# New to Raccoon Trapping



## stolenbase (Aug 23, 2003)

Hey everybody..I tried to do a bit of research the past few days so I would not flood the forums with the questions that so many of you answer on a daily basis..

I just purchased a half dozen 1 1/2 coilsprings and my buddy has been guiding me a bit as to what to do in order to prep them for the season. My target species will be raccoon. I was hoping somebody could give me a blow by blow as to what needs to be done in order to prep the traps for this season. (washing, dyeing, waxing, tuning etc.) They are currently sitting in a bucket of soapy water.. lol
Thanks for any and all help. - Nick


----------



## ND trapper (Nov 14, 2006)

Will these traps be used in the water or on dryland?


----------



## stolenbase (Aug 23, 2003)

They will be used mainly on dry land. 
My other quick question I'm having difficulty with is finding cables. Approximatelty how much do I need and of what gauge for my six traps? I have checked TSC, and Menards so far and that stuff is pricey!

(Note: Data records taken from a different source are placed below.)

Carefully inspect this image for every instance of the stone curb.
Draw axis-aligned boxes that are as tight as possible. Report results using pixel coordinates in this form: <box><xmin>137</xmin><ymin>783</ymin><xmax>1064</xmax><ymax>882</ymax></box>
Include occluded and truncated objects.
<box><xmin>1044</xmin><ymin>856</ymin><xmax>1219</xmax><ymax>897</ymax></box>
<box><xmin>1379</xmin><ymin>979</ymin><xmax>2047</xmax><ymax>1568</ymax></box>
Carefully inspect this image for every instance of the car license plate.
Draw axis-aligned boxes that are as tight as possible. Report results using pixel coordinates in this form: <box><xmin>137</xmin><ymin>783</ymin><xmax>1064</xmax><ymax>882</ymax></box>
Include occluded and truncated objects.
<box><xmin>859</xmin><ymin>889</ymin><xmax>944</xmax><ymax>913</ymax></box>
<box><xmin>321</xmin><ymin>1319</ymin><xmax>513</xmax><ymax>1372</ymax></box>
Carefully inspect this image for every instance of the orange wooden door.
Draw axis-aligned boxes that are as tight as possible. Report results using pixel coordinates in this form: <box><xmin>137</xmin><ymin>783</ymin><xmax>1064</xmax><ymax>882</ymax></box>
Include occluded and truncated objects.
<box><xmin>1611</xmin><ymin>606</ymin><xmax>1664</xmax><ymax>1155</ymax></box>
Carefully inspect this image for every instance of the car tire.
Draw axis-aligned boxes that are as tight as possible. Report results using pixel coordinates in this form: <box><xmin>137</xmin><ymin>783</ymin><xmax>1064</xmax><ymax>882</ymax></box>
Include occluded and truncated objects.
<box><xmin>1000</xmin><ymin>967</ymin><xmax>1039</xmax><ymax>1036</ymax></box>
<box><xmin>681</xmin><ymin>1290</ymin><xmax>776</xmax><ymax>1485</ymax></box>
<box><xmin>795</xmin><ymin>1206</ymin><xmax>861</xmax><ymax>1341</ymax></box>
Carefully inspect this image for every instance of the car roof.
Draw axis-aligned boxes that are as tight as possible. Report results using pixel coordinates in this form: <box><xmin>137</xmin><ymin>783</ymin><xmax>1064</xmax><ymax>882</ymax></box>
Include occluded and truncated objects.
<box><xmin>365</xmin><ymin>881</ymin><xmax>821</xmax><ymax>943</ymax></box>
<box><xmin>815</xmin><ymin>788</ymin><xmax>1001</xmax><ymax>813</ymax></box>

For those of you who have viewed this I will be posting a compilation of the info I have found in books and online for a step by step how to for prepping traps..hopefully it will help somebody else along the way after me and possibly make it a sticky? Thanks, Nick


----------



## ND trapper (Nov 14, 2006)

You only need to wax your traps if you are going to be trapping dry land. If they are really rusty you can dye them with log wood dye. As far as **** trapping goes I think the set up of the trap is more important than if the trap was treated or not. I use 1.5 coils on my **** line and all of my dry land **** traps are set up with #2 springs, machine chain, extra swivels and a shock spring. Once you know the basics of **** trapping it's not hard to get a **** to step on your trap pan. Holding him though is a different matter and that's where the set up of the trap becomes important.



stolenbase said:


> My other quick question I'm having difficulty with is finding cables. Approximatelty how much do I need and of what gauge for my six traps?


What are the cables for?


----------